We considered the problem of teaching low-dimensional manifolds using structured data, which extends mathematical approaches to manifold learning and research in machine learning toward learning contexts more consistent with the richness of human learning. Building on prior work in manifold learning, we formalize teaching manifolds from data and comparisons, observe that contrary to intuition, teaching does not facilitate learning as much as one would expect due to constraints imposed by the reach of the manifold. Considering learning from teaching demonstrations---sequences of data points---we show that learning can be greatly facilitated by teaching. This approach relies on separating teaching the geometry of the manifold itself from teaching the topology of the manifold. Focusing on teaching only the topology, we show that sequences of points can be used to represent the homology groups of the manifold, which compactly capture important abstract structure that can be used to facilitate future learning. Moreover, this relaxes the overly stringent and implausible requirement that the teacher must know the manifold exactly.

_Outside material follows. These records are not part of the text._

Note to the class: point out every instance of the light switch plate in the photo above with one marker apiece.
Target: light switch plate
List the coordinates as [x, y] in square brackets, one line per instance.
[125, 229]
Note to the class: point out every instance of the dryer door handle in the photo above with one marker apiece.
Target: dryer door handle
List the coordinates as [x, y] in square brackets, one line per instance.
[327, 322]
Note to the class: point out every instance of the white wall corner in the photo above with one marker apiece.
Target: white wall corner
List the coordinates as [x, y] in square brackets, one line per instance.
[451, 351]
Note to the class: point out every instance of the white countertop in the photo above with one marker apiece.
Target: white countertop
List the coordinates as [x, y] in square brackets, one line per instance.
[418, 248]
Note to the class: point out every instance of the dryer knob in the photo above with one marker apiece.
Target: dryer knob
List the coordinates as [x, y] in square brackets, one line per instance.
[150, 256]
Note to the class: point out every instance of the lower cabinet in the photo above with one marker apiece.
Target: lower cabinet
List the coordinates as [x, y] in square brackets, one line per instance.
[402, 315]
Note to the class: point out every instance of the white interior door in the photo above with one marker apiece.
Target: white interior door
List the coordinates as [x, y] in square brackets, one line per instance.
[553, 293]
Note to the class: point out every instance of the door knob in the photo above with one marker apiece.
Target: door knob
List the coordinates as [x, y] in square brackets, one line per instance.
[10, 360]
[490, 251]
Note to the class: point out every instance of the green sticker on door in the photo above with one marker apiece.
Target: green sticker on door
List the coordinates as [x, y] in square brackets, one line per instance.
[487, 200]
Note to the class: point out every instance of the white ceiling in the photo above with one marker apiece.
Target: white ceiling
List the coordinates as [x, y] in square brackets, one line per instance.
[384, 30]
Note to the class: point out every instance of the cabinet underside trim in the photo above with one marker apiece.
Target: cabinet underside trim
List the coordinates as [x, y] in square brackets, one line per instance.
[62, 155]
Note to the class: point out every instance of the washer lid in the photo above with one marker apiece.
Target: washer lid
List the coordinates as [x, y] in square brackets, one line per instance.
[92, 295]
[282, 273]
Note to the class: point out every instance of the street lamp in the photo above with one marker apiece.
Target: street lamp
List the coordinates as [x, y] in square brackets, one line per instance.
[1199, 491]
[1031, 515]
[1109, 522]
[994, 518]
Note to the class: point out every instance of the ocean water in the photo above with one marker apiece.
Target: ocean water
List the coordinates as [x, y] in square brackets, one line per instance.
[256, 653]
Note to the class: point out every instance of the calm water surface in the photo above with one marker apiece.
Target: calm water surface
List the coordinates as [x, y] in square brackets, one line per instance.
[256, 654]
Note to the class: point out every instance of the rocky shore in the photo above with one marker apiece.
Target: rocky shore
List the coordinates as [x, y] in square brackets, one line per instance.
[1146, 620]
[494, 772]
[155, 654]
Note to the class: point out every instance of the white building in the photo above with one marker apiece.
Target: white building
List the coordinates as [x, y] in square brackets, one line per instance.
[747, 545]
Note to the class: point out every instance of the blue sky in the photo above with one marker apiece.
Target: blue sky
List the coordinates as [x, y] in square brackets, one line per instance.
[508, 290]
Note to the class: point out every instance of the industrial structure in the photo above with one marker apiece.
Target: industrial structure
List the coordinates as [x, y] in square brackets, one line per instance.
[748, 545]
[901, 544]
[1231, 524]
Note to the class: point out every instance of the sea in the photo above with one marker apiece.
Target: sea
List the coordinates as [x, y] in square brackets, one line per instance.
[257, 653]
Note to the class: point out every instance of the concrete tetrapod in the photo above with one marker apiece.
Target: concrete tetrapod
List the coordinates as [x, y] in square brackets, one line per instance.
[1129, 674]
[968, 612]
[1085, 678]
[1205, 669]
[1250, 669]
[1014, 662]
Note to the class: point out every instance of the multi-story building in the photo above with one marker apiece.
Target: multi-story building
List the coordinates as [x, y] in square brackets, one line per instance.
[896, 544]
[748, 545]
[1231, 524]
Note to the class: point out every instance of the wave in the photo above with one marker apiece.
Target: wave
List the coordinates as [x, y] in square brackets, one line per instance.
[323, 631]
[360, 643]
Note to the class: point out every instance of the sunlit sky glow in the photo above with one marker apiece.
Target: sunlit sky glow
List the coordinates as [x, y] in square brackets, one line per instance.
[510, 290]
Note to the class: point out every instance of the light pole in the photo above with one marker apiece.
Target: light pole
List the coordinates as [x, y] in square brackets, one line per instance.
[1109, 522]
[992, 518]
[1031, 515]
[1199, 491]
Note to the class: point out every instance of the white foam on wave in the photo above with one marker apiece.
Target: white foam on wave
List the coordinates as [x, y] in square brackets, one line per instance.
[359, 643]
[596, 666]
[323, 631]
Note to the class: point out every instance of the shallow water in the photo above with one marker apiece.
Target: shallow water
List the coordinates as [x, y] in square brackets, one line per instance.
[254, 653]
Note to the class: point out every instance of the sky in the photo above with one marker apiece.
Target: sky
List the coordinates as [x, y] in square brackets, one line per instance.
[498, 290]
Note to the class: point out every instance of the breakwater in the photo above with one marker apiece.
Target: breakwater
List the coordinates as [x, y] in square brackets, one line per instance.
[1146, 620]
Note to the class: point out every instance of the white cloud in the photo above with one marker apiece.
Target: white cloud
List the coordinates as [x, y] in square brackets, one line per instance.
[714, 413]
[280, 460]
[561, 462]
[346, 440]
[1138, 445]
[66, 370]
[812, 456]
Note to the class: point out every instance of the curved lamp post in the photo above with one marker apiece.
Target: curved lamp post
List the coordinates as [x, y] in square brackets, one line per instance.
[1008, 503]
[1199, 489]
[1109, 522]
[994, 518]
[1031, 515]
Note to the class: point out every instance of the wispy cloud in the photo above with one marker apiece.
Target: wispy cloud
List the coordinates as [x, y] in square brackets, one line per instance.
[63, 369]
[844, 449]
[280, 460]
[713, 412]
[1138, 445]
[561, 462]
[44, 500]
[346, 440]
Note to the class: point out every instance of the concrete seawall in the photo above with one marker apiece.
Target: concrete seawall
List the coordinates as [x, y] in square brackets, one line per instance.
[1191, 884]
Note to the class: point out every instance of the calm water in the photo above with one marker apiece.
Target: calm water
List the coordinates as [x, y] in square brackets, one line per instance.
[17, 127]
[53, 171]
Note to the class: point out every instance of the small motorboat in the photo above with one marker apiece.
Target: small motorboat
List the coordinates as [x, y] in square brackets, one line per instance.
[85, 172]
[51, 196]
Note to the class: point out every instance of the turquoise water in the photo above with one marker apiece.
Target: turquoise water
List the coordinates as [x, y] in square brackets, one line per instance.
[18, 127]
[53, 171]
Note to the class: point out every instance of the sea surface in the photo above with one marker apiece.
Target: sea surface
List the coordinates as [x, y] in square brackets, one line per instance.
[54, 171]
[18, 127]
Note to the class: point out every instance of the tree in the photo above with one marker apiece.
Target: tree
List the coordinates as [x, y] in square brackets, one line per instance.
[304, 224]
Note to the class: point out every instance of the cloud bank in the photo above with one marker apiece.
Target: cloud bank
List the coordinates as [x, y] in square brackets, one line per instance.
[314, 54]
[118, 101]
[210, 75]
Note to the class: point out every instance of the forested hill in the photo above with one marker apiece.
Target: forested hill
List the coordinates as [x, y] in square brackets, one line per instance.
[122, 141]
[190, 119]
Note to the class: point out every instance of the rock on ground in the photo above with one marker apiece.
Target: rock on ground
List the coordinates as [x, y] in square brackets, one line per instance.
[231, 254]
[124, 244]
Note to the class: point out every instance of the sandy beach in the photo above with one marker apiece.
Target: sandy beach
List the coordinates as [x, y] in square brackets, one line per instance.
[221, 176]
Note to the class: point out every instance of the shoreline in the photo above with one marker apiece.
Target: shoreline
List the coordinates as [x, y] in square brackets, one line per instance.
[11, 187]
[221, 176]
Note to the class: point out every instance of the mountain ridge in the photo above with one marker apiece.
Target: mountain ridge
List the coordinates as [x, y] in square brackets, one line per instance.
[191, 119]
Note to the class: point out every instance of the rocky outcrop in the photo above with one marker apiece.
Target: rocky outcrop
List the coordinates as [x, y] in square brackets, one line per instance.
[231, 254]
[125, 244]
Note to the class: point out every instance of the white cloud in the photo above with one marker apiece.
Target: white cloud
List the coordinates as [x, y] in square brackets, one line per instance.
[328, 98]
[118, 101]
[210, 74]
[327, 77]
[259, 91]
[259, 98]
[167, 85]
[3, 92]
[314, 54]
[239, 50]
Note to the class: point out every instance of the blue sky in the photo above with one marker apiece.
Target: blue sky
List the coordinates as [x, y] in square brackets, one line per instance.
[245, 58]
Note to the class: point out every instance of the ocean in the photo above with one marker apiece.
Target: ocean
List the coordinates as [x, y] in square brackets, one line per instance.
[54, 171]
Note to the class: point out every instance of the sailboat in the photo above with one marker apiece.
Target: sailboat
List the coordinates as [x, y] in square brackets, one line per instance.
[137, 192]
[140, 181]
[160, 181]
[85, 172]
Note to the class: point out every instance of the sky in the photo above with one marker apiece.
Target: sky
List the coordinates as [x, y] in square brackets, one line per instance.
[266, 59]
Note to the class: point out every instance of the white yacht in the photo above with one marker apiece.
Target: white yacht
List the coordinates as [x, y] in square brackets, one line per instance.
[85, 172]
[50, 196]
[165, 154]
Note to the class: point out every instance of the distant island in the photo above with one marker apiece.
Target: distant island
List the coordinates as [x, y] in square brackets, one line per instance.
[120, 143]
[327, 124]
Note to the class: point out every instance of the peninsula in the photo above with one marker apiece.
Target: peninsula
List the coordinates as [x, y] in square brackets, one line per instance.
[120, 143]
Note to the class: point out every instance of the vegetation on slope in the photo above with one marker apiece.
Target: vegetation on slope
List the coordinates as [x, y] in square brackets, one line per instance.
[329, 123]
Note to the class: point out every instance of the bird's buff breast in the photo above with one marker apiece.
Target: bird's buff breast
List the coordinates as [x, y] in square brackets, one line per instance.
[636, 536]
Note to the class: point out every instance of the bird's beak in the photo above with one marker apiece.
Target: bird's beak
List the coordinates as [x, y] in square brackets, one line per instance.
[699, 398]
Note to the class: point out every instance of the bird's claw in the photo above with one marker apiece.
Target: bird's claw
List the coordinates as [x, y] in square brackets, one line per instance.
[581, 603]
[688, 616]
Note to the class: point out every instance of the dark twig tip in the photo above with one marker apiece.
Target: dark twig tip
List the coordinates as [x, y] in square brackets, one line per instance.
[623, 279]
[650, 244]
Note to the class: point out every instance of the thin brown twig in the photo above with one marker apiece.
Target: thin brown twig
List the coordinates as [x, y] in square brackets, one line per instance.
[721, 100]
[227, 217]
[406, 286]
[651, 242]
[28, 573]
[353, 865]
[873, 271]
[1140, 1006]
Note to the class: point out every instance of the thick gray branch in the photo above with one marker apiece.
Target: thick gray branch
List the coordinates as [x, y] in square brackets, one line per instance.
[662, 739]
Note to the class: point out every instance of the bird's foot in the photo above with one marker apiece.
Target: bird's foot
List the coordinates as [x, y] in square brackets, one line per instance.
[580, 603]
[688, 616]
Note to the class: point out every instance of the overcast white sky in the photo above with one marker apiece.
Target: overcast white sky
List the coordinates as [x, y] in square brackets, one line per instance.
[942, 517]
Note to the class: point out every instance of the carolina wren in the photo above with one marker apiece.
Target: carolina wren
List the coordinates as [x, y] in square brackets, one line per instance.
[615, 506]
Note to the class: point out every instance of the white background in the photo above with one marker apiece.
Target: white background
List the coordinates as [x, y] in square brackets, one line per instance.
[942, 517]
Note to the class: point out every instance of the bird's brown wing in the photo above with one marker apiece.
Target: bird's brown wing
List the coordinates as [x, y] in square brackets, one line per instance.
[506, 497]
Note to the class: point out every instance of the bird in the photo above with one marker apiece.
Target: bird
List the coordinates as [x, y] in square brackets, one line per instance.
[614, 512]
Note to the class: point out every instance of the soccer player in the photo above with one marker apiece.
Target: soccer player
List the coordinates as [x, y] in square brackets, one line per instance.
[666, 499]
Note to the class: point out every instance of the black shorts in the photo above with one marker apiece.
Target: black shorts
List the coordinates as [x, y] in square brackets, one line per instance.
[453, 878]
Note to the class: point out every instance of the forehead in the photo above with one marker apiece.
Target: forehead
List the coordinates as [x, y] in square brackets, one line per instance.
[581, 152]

Instead, the teacher can proceed with only an accurate reconstruction of the topologically-relevant reach, which is almost always less stringent than the true reach. Due to the polynomial increase in data required to achieve reductions in the reach, this is a substantial improvement. Future work may extend this approach toward more naturalistic learning problems faced by humans or solved by machine learning. The approaches are not restricted to manifold teaching and it would be interesting to explore teaching more general mathematical objects with low dimensional topological structures, such as graphs, CW-complexes and even groups.